3/((x-1)(x+2)) = A/(x-1) + B/(x+2) for some numbers A and B. 
Simplify both sides of the equation by multiplying by (x-1)(x+2) [we can assume x not equal to 1 and -2].
We thus get 
3 = A(x+2) + B(x-1)
Plug in x = -2 to get 3 = -3B ==> B = -1. 
Plug in x = 1 to get 3 = 3A ==> A = 1. 
 
Thus INT[3/((x-1)(x+2))]dx = INT[1/(x-1) - 1/(x+2)]dx = 
INT[1/(x-1)]dx + INT[-1/(x+2)]dx. 
Doing a U-substitution on the first one we let U = x - 1 ==> dU = dx.

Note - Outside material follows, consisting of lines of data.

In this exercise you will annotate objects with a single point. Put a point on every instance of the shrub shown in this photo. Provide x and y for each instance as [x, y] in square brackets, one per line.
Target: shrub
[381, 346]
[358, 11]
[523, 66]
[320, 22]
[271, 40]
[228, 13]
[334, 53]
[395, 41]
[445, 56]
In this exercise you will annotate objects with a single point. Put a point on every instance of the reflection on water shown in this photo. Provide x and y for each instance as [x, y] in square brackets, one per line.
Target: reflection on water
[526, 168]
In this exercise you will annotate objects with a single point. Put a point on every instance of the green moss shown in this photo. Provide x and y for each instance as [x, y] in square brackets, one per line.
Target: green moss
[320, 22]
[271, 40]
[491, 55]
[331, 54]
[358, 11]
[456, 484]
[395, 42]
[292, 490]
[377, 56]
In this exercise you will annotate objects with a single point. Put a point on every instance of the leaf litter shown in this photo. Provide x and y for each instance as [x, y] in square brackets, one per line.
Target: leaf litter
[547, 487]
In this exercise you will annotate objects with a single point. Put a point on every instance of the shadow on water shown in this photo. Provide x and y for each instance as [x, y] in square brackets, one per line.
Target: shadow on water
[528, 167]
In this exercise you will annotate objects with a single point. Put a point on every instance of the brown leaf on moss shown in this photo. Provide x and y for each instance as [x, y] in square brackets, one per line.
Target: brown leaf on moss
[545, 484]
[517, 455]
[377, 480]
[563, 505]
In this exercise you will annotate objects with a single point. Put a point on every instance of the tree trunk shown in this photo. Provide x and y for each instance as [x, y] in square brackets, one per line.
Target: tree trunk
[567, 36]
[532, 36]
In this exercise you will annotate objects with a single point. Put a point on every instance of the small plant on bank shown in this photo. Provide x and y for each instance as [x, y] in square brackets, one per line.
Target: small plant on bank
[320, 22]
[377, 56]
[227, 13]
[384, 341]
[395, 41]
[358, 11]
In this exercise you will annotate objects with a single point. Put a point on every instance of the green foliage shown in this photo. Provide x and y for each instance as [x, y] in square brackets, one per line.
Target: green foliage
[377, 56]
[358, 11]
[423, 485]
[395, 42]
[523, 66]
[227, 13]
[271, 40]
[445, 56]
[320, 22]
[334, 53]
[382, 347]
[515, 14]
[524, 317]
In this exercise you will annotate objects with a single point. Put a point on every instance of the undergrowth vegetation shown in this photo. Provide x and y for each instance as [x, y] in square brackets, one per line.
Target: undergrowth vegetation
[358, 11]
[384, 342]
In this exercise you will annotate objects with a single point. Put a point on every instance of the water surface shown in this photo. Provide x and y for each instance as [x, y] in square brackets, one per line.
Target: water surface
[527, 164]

Doing a V-substituion on the second one we let V = x + 2 ==> dV = dx.
 
Hence INT[1/(x-1)]dx + INT[-1/(x+2)]dx = INT[1/U]dU - INT[1/V]dV = 
ln|U| - ln|V| since INT[1/x]dx = ln|x|. 
Hence the Indefinite integral is 
ln|x-1| - ln|x+2| + C for some C in the real numbers. 
 
Now integrating from 2 to 3 should yield you ln(8/5). 
 

Comments

Correction:   Result should be INT[1/U}dU - INT(1/V)dV  = ln|x-1| - ln|x+2| + C
 
So the definite integral from 2 to 3 is [ln(2) - ln(5)] - [ln(1) - ln(4)]  = ln(2/5 * 4/1) = ln(8/5).